Ezeh, Nwogwugwu and Ezindu (2020) extended the neoclassical growth theory in examining the effect of household electricity consumption on the standard of living. The study of the relationship was carried out using Nigerian data and the period covered extended from 1981 to 2017. In their work, standard of living was decomposed into poverty rate, income level, education level, and health care, with each proxy made to depend on electricity consumption, capital (measured using capital formation), labour (to which labour force was used as proxy), inflation rate, economic growth (index with real gross domestic product), population rate, and unemployment rate. The estimation of these relationship was conducted using the autoregressive distributed lag (ARDL) method and cointegration was based on the bounds test. They were able to show using bounds test that, an equilibrium condition that holds the interest variables (the regressors of electricity consumption, capital formation, labour force, inflation rate, real gross domestic product, population rate, and unemployment rate, and the explained variables of poverty rate, income level, education level, and health care) together in the long run exist. Their ARDL estimates show positive and significant relationship between electricity consumption and income of households; increased utilization of electricity significantly improves health of households; and electricity consumption had significant positive effect on poverty. Also, they report that increased consumption of electricity significantly enhanced the education level of households.
Wu (2021) recognizing that women in developing countries are major undertakers of cooking and may be vulnerable to household air pollution resulting from the combustion of solid fuel, investigated the effect of household fuel switching on the health status of women in China. To achieve this objective, longitudinal data from China Family Panel Studies in 2014 and 2018 was employed and the data was trimmed from 16,000 households to 5,180 samples from 25 provinces in China. In the study, three health indicators were used and include self-ratings of health status, IADL and interviewer’s assessment of respondents’ health. In the panel model, other variables that may influence the health of the respondents were considered and these include household income, marriage status, age, whether the respondent smokes, have insurance, and the number of family members. The panel model which they specified was estimated using the fixed-effect method. It was revealed from analysis of respondents’ data that the reliance of households on solid fuels dropped from 50.40% to 37.20% and the share of households using non-solid fuels such as LPG/LNG and electricity rose from 48.67% to 62.10%. The estimates from the fixed-effect model shows household switching cooking fuel from solid fuel to clean fuel experience significantly improvement in women self-rated health and others-rated health. The result implies that, the health risks women are exposed to when cooking with solid fuels are reduced when such solid fuel is substituted for cleaner fuel. It was noticed from the estimation that, switching cooking fuel does not influence the ability of women to cope with daily activities significantly. The result of this study was consistent with the energy ladder hypothesis as household income had significant positive effect on women’s health status. Consistent with theory, women’s age was found to be negatively related with the health status of women.

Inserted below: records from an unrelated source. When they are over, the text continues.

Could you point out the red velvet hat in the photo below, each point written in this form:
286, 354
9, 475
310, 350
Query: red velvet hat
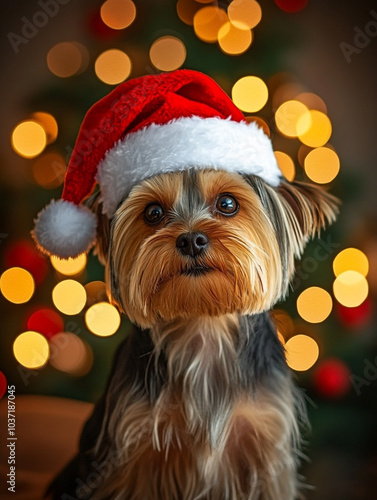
148, 126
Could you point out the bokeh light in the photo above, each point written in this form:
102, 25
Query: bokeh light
29, 139
260, 123
233, 40
102, 319
22, 253
70, 266
332, 378
49, 124
46, 321
17, 285
314, 304
312, 101
31, 349
250, 94
356, 317
186, 10
118, 14
302, 153
350, 288
167, 53
322, 165
113, 66
319, 131
208, 21
69, 297
3, 384
70, 354
66, 59
302, 352
244, 14
292, 118
49, 170
95, 292
286, 165
351, 259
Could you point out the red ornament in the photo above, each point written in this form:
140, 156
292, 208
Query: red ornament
332, 378
355, 317
291, 5
22, 253
3, 384
46, 321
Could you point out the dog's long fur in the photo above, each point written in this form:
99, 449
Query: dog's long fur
200, 403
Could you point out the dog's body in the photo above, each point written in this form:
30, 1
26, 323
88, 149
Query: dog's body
225, 429
200, 404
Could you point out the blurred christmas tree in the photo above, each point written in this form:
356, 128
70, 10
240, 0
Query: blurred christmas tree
60, 331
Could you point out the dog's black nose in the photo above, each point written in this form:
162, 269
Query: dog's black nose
192, 244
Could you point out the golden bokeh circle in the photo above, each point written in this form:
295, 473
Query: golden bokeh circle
69, 296
244, 14
233, 40
351, 259
322, 165
17, 285
207, 22
118, 14
350, 288
314, 304
167, 53
31, 349
29, 139
113, 66
301, 352
292, 118
102, 319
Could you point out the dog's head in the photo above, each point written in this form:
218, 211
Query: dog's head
199, 243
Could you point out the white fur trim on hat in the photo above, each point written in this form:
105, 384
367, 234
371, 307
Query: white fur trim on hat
181, 144
65, 229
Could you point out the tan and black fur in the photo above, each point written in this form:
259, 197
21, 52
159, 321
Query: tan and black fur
200, 404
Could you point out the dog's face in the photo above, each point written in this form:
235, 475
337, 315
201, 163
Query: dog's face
199, 243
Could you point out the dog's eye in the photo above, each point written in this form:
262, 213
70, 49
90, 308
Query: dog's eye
153, 213
227, 204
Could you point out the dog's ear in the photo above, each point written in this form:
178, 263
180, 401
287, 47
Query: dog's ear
103, 227
297, 210
312, 206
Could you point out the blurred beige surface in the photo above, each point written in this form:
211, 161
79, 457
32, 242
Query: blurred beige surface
47, 431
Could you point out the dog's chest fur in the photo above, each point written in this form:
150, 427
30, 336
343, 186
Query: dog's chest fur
214, 424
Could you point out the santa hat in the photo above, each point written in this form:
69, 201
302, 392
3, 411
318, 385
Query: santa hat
148, 126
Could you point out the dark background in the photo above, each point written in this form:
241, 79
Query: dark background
342, 446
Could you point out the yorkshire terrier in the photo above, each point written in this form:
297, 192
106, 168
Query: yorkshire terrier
200, 404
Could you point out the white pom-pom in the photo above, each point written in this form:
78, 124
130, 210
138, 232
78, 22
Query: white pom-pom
65, 229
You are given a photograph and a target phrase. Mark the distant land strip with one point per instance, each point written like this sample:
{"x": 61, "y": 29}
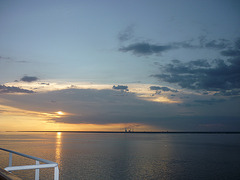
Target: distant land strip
{"x": 145, "y": 132}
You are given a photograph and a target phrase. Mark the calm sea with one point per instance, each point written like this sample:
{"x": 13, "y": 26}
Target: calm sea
{"x": 128, "y": 156}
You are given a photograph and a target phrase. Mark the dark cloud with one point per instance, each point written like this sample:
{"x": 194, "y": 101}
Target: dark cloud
{"x": 29, "y": 78}
{"x": 162, "y": 88}
{"x": 233, "y": 52}
{"x": 214, "y": 44}
{"x": 12, "y": 89}
{"x": 209, "y": 101}
{"x": 120, "y": 87}
{"x": 146, "y": 48}
{"x": 201, "y": 75}
{"x": 93, "y": 106}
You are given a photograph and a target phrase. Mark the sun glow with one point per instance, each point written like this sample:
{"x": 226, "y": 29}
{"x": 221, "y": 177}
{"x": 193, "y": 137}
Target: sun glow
{"x": 60, "y": 113}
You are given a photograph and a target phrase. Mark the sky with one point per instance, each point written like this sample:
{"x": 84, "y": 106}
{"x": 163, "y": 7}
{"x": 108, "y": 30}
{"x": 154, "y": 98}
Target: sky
{"x": 108, "y": 65}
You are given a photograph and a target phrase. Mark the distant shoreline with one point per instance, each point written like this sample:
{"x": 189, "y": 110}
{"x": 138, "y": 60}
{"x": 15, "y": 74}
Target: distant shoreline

Sade, Mathew, Esther and George (2020) examined the interactive effect of energy consumption and poverty on life expectancy in Nigeria. They expressed life expectancy to depend on poverty, energy consumption, petroleum products consumption, exchange rate, health expenditure, oil revenue and inflationary rate. The investigation conducted covered the period from 1980 to 2017 and this was estimated using the autoregressive distributed lag (ARDL) method. They found using the bound test method that the variables used for the study have long run relationship among them. The long run result shows that there is energy poverty in Nigeria as the interactive effect of poverty and energy consumption on life expectancy was negative and significant. Other long run determinants of life expectancy identified in their study were oil revenue and real effective exchange rate. The study found poverty, health expenditure, petroleum products consumption, dependency ratio, energy consumption, inflation rate and corruption to be short run determinants of life expectancy.
George and Oseni (2012) examined the influence of electricity power outputs, supply and consumption in addressing the high rate of unemployment in Nigeria. The study which covers the period of 1970 to 2005 discovers that the power supply to the industrial sector was lower than the supply for residential consumption. The study also establishes that the major cause of unemployment in Nigeria can be traced to inadequate and unstable power supply to the industrial sector. The study recommended that the government and the policymakers to invest more in electricity power generation and ensure that the industrial sector is given a higher priority in the supply of electricity if the high unemployment rate is to be abated.
METHODOLOGY
Area of Study
This study was restricted to Rivers State, Nigeria. Rivers State is geographically located in the south-south geopolitical zone. The state is bounded by Imo state in the northeast, Akwa Ibom on the east and Bayelsa on the west. It equally shares boundaries with Imo States. The state has a total of 23 local government areas. According to data from the 2006 National Census, Rivers has an estimated population of 7,303,900 people. Oil and gas resources, with a predominant role played by International Oil Companies (IOCs), dominate the state’s economic activity.
Population of the Study
The population of the study comprised all the households in Rivers states. The population of households in Rivers State local government areas (LGAs) were used for this study. As such, the results of the study was generalized to the whole of Rivers State.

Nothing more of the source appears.